Autosomal dominant inheritance means that the gene in question is located on one of the autosomes. These are numbered pairs of chromosomes, 1 through 22. (These chromosomes do not determine an offspring's gender.) Dominant means that only one gene from one parent is necessary to pass down a trait or a disorder. When a parent has a dominant trait or disorder, there is a 50 percent chance that any child he or she has will also inherit the trait or disorder:
Marfan syndrome occurs in one of 5,000 live births. It is a connective tissue disorder associated with autosomal dominant inheritance. Connective tissue is abundant in the body and is important as a supporting structure. It is especially important for the musculoskeletal system. It also provides support for other body systems as well, including the eyes and the heart. The gene for Marfan syndrome is called fibrillin-1. This gene is localized to chromosome #15 on the long arm (q) at 15q21.1.

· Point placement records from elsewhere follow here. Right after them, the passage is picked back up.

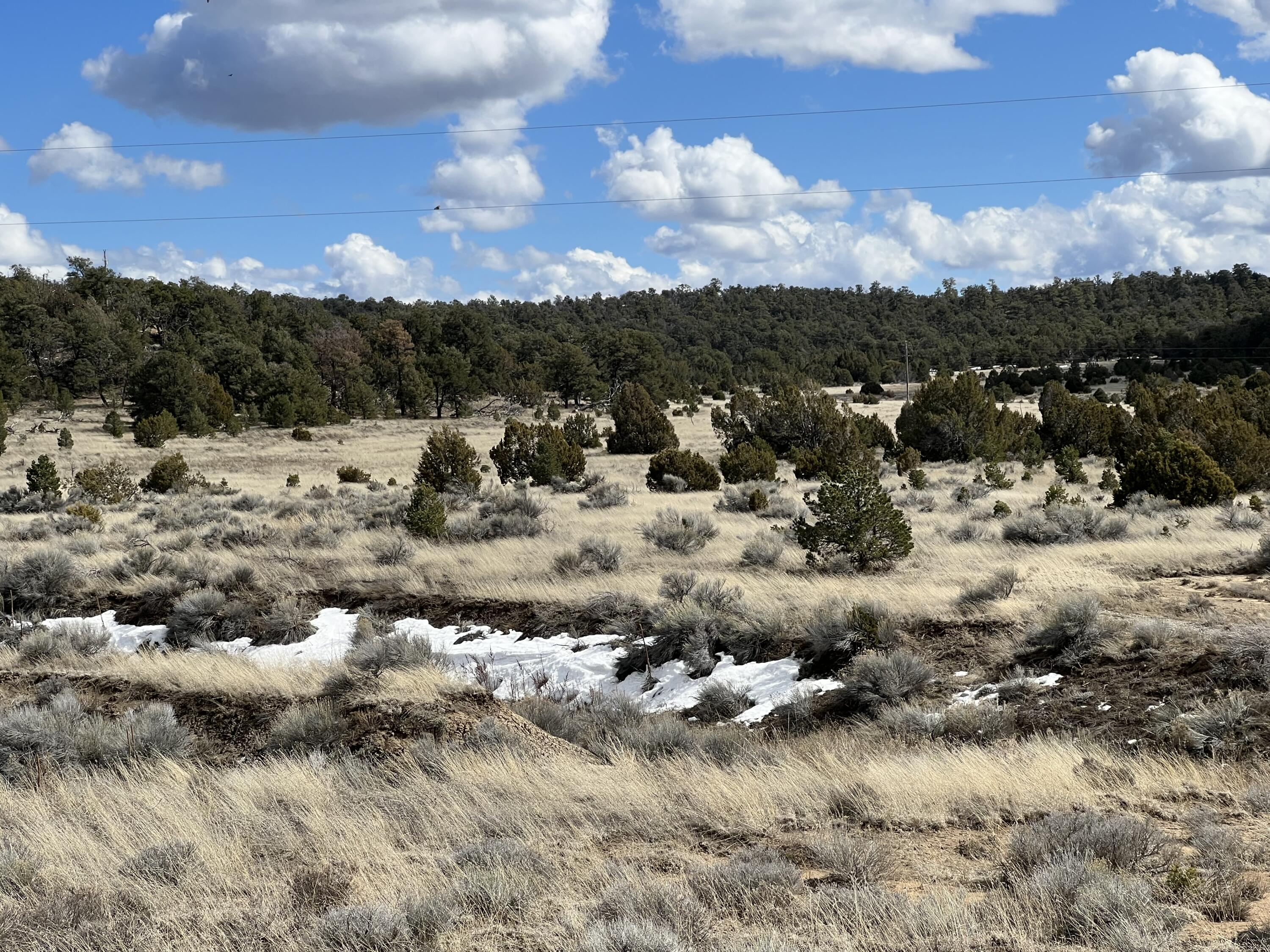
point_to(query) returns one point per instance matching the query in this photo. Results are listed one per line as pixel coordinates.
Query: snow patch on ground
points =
(124, 638)
(514, 666)
(991, 693)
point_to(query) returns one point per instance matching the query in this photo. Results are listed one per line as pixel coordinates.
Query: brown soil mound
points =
(230, 729)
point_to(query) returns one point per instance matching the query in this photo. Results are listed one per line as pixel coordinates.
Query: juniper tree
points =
(42, 478)
(447, 462)
(639, 426)
(426, 516)
(854, 518)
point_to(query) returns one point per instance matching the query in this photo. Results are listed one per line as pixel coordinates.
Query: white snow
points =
(991, 692)
(514, 666)
(124, 638)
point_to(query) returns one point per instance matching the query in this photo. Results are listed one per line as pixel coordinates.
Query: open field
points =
(520, 570)
(200, 800)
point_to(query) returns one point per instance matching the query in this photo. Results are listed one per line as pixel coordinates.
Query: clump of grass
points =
(1074, 902)
(1058, 525)
(1239, 518)
(362, 928)
(685, 534)
(839, 630)
(63, 640)
(63, 732)
(317, 725)
(501, 853)
(999, 588)
(207, 615)
(719, 701)
(1122, 843)
(754, 878)
(764, 550)
(1071, 633)
(606, 495)
(630, 936)
(169, 864)
(855, 861)
(1226, 724)
(961, 724)
(742, 499)
(44, 581)
(497, 894)
(320, 886)
(670, 904)
(595, 555)
(968, 531)
(878, 681)
(285, 622)
(397, 551)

Common findings in individuals with Marfan syndrome include those related to connective tissue disorders. These include abnormal enlargement of the aortic root of the heart, dislocated lenses of the eyes, and a tall, lanky body with increased joint mobility, scoliosis, long flat feet, and long fingers. Findings may vary among individuals diagnosed with this condition, even within a family.
If an individual carries an abnormal gene for Marfan syndrome, that individual has a 50 percent risk of passing down the disorder to each future offspring. If a person does not carry the gene abnormality, then the risk for occurrence of the disorder in future offspring is the same as for the general population.